How Babson is Improving the Relevance and Reach of Scholarly Research
Too often, academic research is buried in jargon that no one can understand. The best academic research changes how people view their world and do their jobs. Scholarly study of entrepreneurship can help practicing entrepreneurs improve their chance of success.
Babson College has become recognized for its efforts to translate the results of scholarly research into meaningful advice for practicing entrepreneurs. Three interrelated initiatives -- the Babson College Entrepreneurial Research Conference (BCERC), the Doctoral Consortium (DC) and the Research Translation Showcase – help make this happen.
About the BCERC
Founded by Babson College in 1981, BCERC is considered by many to be the top entrepreneurship research conference in the world. The Entrepreneurial Research Conference was established to provide a dynamic venue where academics and real-world practitioners, through spirited dialogue, could link theory and practice. Each year, the conference attracts between 550 and 750 submissions for 220 presentation slots, and 350 entrepreneurial scholars attend and participate in the conference, including doctoral students currently working on their dissertations. The scholars use the conference to gain valuable feedback on their research papers, as they strive for publication in peer-reviewed journals. Because our 2021 conference was virtual, we were able to add more sessions and invite more people, and had a record 585 attendees.
The Doctoral Consortium (DC)
The DC was started in 1985 and it has been part of BCERC ever since. Every year 75-100 doctoral students apply for the 25 spots. Many leading entrepreneurship scholars have attended the consortium, which helped launch their careers: Dean Shepherd of Notre Dame, Candy Brush of Babson College, Jeff McMullen of Indiana, Johan Wiklund of Syracuse University, and many others. The consortium encourages doctoral students to interact with leading scholars before, during and after the conference. On the day before the conference, the scholars work with the students on a variety of academic topics. The students then participate fully in the regular conference and are assigned to be session chairs for the paper sessions. On the last day of the conference students share what they’ve learned. The DC, along with the main conference, helps the students make valuable connections and find opportunities for ongoing research collaborations. The Kauffman Foundation and the Society for the Advancement of Management Studies (SAMS) are regular sponsors.
The Research Translation Showcase
The first Research Translation Showcase was in 2020. In collaboration with The Kauffmann Foundation, it was designed to create an opportunity for doctoral students to share their leading edge research with practitioners. Most practitioners don’t read peer-reviewed journals, so the research needs to be translated into a more practitioner-friendly version to have a real impact on business owners’ success.

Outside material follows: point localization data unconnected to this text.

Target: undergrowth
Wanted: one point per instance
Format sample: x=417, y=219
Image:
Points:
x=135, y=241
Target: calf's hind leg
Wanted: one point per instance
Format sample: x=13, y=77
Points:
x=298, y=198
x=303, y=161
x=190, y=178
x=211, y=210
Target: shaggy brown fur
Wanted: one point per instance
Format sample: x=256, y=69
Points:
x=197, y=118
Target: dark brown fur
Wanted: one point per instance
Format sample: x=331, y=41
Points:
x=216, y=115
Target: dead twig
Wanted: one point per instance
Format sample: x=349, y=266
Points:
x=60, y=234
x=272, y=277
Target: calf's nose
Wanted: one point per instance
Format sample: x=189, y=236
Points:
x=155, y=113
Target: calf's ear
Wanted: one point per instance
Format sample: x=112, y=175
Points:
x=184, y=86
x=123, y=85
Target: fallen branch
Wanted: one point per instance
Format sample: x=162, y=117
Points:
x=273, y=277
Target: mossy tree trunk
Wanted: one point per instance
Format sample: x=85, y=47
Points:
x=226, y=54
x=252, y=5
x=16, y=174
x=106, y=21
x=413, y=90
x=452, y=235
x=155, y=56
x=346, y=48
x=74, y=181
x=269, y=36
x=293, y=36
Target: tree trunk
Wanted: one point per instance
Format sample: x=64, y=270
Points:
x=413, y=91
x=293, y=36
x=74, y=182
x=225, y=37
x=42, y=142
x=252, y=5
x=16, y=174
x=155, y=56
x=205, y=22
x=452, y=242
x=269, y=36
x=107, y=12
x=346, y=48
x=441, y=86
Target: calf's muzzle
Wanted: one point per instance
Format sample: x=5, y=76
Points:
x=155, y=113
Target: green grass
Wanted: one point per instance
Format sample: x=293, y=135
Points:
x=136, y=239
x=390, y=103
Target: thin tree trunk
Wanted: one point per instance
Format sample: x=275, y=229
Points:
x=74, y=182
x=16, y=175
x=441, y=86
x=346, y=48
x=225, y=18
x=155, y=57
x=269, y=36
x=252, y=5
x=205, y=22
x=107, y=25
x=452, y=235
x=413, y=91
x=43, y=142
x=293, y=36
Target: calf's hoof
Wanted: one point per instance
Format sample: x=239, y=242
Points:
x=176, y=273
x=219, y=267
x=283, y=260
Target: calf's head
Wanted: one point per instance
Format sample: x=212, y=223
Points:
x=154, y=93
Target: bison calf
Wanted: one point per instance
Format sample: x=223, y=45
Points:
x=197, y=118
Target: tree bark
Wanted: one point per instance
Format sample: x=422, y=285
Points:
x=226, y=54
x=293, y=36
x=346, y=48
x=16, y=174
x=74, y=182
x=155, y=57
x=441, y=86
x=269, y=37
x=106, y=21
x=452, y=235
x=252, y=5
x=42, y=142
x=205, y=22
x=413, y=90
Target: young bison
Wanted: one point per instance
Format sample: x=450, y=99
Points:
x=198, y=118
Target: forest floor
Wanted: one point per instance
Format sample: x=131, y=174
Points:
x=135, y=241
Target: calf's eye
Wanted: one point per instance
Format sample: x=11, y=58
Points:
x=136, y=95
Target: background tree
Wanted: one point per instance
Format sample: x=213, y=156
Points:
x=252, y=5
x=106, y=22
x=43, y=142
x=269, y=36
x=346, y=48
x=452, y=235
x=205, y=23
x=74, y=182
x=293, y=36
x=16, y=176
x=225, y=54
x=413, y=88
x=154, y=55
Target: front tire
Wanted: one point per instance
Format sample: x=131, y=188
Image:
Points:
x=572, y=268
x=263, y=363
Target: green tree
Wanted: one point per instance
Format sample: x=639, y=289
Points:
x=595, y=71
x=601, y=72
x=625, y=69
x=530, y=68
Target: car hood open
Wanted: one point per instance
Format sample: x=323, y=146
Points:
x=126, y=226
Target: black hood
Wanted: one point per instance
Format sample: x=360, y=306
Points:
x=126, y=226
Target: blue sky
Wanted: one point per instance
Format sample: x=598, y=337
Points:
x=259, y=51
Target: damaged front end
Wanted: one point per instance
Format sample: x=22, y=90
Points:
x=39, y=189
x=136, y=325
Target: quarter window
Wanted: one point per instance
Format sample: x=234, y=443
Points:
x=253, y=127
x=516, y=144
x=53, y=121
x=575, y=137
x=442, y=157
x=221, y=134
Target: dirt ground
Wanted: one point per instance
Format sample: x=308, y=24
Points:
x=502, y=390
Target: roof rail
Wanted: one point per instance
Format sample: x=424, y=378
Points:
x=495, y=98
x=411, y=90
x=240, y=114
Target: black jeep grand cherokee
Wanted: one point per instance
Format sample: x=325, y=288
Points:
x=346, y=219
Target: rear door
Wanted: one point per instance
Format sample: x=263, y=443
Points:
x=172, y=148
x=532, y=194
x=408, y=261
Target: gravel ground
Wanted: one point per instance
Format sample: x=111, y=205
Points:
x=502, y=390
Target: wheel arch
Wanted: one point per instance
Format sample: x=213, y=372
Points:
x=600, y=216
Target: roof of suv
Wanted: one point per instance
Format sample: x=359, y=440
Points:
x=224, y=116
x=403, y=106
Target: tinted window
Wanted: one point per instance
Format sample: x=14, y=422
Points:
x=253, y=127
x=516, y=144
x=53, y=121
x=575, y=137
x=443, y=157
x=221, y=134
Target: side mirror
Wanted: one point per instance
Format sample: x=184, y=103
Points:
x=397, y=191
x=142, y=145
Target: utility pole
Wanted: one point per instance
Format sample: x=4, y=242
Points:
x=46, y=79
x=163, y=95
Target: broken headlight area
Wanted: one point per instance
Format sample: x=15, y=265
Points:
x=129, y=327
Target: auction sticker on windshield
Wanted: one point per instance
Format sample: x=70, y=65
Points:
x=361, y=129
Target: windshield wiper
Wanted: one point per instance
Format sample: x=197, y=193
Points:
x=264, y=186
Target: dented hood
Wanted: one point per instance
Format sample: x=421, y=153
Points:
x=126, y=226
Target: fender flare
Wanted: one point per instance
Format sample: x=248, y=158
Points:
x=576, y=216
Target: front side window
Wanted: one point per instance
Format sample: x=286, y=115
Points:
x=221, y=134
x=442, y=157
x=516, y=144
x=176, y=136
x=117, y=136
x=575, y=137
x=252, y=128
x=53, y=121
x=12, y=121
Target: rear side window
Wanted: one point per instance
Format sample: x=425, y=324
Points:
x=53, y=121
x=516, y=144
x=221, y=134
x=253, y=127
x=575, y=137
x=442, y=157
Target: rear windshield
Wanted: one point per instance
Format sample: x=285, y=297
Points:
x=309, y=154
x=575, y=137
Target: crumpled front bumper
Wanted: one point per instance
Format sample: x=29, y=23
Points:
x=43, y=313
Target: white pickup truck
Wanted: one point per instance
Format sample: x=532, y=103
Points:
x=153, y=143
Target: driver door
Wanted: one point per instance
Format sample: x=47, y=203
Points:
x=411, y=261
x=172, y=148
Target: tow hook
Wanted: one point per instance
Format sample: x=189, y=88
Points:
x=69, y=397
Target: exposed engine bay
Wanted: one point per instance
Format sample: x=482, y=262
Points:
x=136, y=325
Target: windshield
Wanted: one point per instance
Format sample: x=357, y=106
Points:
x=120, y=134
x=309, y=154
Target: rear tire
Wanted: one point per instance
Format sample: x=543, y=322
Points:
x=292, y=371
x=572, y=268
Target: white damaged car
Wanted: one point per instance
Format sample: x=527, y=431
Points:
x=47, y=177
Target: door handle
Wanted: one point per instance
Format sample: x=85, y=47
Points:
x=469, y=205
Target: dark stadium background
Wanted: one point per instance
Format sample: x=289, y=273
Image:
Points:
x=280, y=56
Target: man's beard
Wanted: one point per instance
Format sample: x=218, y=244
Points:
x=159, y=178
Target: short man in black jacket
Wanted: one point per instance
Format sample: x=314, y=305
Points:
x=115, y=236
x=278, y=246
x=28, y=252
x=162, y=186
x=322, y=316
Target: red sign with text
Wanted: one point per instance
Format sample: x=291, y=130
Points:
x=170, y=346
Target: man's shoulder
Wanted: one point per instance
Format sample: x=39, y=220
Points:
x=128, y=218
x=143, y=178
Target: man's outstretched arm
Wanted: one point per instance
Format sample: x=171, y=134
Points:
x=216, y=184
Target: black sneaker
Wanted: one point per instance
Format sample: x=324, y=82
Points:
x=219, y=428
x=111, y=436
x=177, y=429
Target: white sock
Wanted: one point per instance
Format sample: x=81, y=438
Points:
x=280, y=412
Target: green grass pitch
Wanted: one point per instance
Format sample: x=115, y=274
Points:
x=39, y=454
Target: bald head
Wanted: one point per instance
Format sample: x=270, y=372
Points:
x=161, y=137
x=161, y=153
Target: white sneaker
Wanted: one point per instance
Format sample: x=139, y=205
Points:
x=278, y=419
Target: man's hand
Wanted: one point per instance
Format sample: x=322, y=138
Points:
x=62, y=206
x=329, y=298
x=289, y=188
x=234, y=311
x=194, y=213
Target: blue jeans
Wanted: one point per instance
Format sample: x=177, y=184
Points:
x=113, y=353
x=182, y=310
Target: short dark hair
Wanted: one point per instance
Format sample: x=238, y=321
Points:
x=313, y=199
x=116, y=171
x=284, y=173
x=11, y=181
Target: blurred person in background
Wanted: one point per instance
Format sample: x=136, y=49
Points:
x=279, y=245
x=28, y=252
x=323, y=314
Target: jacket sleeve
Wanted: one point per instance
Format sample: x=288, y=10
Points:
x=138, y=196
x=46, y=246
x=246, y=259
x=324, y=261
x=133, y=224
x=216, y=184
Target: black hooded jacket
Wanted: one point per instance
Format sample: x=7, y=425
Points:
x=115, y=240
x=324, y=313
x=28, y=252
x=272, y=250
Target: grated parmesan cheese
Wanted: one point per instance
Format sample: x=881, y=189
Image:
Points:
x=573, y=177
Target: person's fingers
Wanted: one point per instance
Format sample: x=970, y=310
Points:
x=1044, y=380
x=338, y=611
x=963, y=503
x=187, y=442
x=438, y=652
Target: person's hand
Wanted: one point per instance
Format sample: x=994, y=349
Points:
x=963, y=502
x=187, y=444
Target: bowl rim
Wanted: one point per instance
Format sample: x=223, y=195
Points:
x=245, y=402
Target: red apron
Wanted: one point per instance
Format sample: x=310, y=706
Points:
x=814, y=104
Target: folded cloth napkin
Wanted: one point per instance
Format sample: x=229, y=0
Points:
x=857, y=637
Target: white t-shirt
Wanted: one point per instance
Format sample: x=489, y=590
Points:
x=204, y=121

Following the template of Harvard Business Review Online, we work with the doctoral students to create a bite-sized summary of what their research means for practice. You can read all 50 research translations here (2021 Research Translation Showcase and 2020 Research Translation Showcase). Many professors download the translations as supplemental readings for their courses.
Helping Doctoral Students Have More Impact
Considerable time is spent helping the students transition their research to a practitioner-friendly format. For our first two Research Translation Showcases (2020-21), Professors Lakshmi Balachandra of Babson College and Lauren Ofstein of Western Michigan University asked the students to submit their drafts a few weeks before the DC. They then read and critiqued the drafts. On the first day of the DC, the professors led a session on best practices for creating research translations and returned the drafts to the students. During the conference the students revised and created a final version of their translations. On the last day of the DC, the students turned in their revised translations, which were posted to the BCERC Research Translation website and are freely available for download. We had more than 1400 downloads of the translations posted in 2020, and for 2021 we’ve had 1100 downloads so far. The Kauffman Foundation underwrites a $1000 award for the best translation.
Here are two examples of great research translations by doctoral students:
Lauren A. Zettel, University of Louisville, USA, The Reality of Being a Parent and an Entrepreneur: Some Good News
Marius Jones, NHH Norwegian School of Economics, Norway. Don’t Calm Down! From Individual Affect Regulation To Collective Affect Elevation In Startups.